Within twenty minutes of being on land for the first time in 29 days, I bounced and jostled around in a rickety old Toyota pickup, compact and sturdy for the steep terrain, mud roads and flash rains. Hitch hiking is known as an “auto-stop” and encouraged as a way to get around. Brian and I learned quickly that everyone waves, smiles and greets each other in these friendly isles, even from their vehicles. Quickly moving newer model trucks and suvs don’t usually stop for scummy looking fresh faces to the islands, and if the older variety cannot take on more passengers, it’s because their whole family is already packed in, or they explain with sign language the reason, usually that they are making the next turn. Auto-stops are so common that even if we don’t stick out the request thumb a lovely and curious passerby will offer a lift.
In Atuona, the second largest town of the Marqueses Islands, and avoiding wearing shoes for the first time in a month, my goals were simple and specific: hug a tree, find some fruit, and let my people know that I had touched down. The closest tree to the dingy dock happened to be flowering, a perfect specimen for an embrace. Check. After savouring all senses of that lucky tree (tastes the same as Canadian trees), we wandered on the concrete through town, past thatched-roof huts for tourist information, simply constructed buildings for services such as general stores and post offices and military-like bases for the gendarmarie, the long French arm of the law. The stores with stocked with a plethora of canned goods, plastic-wrapped snack packs, freezers for fish and meat and coolers for drinks, cheese and produce. The fruit was all imported (plums, peaches, kiwis), as were the overseas-grown and sad looking vegetables. To suffice our taste for the tropical paradise that we had waited so long to get to, we bought tall cans of Hinano beer (the first cold drink in a month, pressed against my warm cheek built up a Pavlov effect of anticipation!), a baguette and brie cheese.
Asking in my basic French skills, rusty from three years of gathering dust, I learned that a woman brings local produce every morning to sell under a tree, that we can buy internet time from the post office and that the next day is a holiday so neither of these will be open options. We attempted to contact our families on payphones that seemed to only accept prepaid cards and with the wifi from outside the post office to no avail, and for a brief moment we missed Mexico for one reason: it is interdit (illegal) to drink alcohol in public. Brian got a stern warning from the passing Gendarmarie officers when they saw him swig his tall, frosty Hinano. Deciding that we must indulge in the pleasures of land, we prioritized consuming the luxuries we had just bought, knowing that our homeland contacts would sense our happiness from the hard rock of earth and that one more day of silence after 29 at sea wouldn’t compromise their conscience. We followed the road that the young surfers had mosied from and landed on a rocky beach of the bay next to the anchorage, in front of a football field, lined with flowering trees. Our treats were so satisfying and we thought that preserving the brie for dinner later would be a good idea but its addictiveness caught hold and went so well with the golden lager and golden loaf.
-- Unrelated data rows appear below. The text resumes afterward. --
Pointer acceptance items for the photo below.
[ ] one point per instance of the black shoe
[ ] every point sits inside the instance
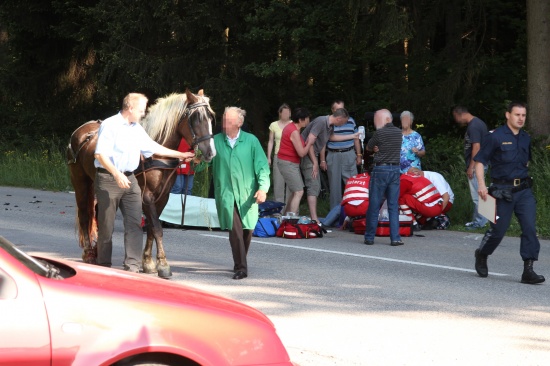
(529, 276)
(239, 275)
(481, 264)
As the skied pinked we turned for the road back to the anchorage and kept our auto-stop thumbs in our pockets as we walked. The two kilometres would be a good chance to get in touch with solid ground again. However, when Jean-Francois stopped and offered us a lift, we didn’t decline. Making small talk regarding his travel, military time, life on Hiva Oa and telling him of my longing for fruit, he pulled two pamplemousse from his trunk for us! Content with the successes of the day, we took the dingy back to Kayak, wobbled around the boat that would remain in the same place for the first time in 29 days, and slept soundly, knowing that there was no need to keep one eye open each on our course.